History of Cornerstone
Helen Syriac, Founder
The Cornerstone Foundation is a faith-based, non-profit organization based in Rockville, Connecticut, a former textile mill city about 15 miles northeast of Hartford. The Foundation was started in 1982 by Helen Syriac, a local resident and parishioner at Sacred Heart Church in Vernon. She was so moved by the death of a homeless man, Vern Cook, that she decided to create a place for caring and sharing. She went to her Pastor and asked him if they could use the church library as a shelter. "If one person was seeking shelter, there must be others," she reasoned. Her Pastor agreed, and the first shelter for the homeless in the Vernon area was opened at Sacred Heart Church.

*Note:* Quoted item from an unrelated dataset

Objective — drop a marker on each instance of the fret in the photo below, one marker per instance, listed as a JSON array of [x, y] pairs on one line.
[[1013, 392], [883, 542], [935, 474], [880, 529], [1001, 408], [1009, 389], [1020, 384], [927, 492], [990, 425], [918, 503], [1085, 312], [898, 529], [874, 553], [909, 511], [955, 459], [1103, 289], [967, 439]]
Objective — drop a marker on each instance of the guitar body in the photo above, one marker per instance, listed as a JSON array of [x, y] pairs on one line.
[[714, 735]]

During the first year, 143 people were sheltered, many of whom were single mothers with children. This original shelter still exists today. Helen felt a strong urge to open a "drop-in" center in Rockville, to provide a Christian environment for those who needed a listening ear. She called a few friends, shared the vision, and prayed. An initial site was identified, and after praying for the start-up money, within a few hours a person called and offered a jar of coins he had saved for several years. It was the exact amount needed! From that humble beginning, The Cornerstone Foundation has become the multi-faceted community resource it is today.
The Cornerstone Foundation is a faith ministry with a mission to keep people safe, fed, housed and clothed. We provide help to the community with a community kitchen, three shelters, a food pantry, clothing bank, youth/outreach center and many vital annual initiatives.
Cornerstone has provided food, clothing and shelter to those in need for over 40 years with the help of mostly all volunteers.
We have grown from a nightly homeless shelter at Sacred Heart Church's former library, to a Soup Kitchen and now presently -- five programs in five buildings in Rockville, Connecticut.
For 40 years, Cornerstone has been at the forefront of emergency situations. We have done very well with our mission; to keep people safe, fed, housed and clothed. Unlike many business models however, we do not want our “customer” base to increase, but it is. We need to readjust our vision to include prevention while still caring for those with the most need.